By Alex Kimani of OilPrice.com
The volume of natural gas flowing to LNG giant Cheniere Energy's Corpus Christi export plant in Texas was on track to decline nearly 30% on Wednesday, a day after Tropical Storm Harold hit South Texas. According to Refinitiv data, gas volumes flowing to Corpus were on track to drop to about 1.5 billion cubic feet per day (bcfd) on Wednesday from 2.1 bcfd previously.
At full capacity, the three liquefaction trains at the Corpus Christi LNG export plant are capable of chilling 2.4 bcfd of natural gas into LNG, enough to supply 12 million U.S. homes.
Although officials at Cheniere have declined to comment on plant operations, a report by Enverus Intelligence Research (EIR), a subsidiary of Enverus, has provided estimates that should a hurricane hit the Gulf of Mexico, ~40% of oil and gas production would be shut in and take seven days to recover in a mid-impact case estimates while a high-impact case would shut in as much as 90% of production and take 16 days to recover.
Although Tropical Storm Hilary has been gradually weakening, it continues to flood parts of Mexico, California and the Southwest U.S.

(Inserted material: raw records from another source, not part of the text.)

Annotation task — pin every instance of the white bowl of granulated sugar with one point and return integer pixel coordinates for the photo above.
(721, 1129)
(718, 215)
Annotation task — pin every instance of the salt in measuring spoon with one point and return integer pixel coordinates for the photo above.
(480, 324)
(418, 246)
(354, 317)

In more positive news, Cheniere has struck a deal with Germany’s BASF SE to supply the chemical giant with 0.8 million tonnes per annum (mtpa) of LNG to the chemicals giant. The BASF deal is one of several long-term supply deals Cheniere has signed so far this year.
Back in June, Cheniere signed a long-term LNG sale and purchase agreement with China’s ENN Energy Holdings. Under terms of the deal, ENN will purchase ~1.8M metric tons/year of LNG on a free-on-board basis at Henry Hub prices for a 20-year term, with deliveries to commence mid-2026 ramping up to 0.9 million tonne per annum (mtpa) in 2027. Cheniere has also entered another LNG sale and purchase agreement with Norway’s Equinor ASA that will see the Norwegian national oil company purchase 1.75M metric tons/year of LNG on a free-on-board basis for a purchase price indexed to the Henry Hub price, for a 15-year term.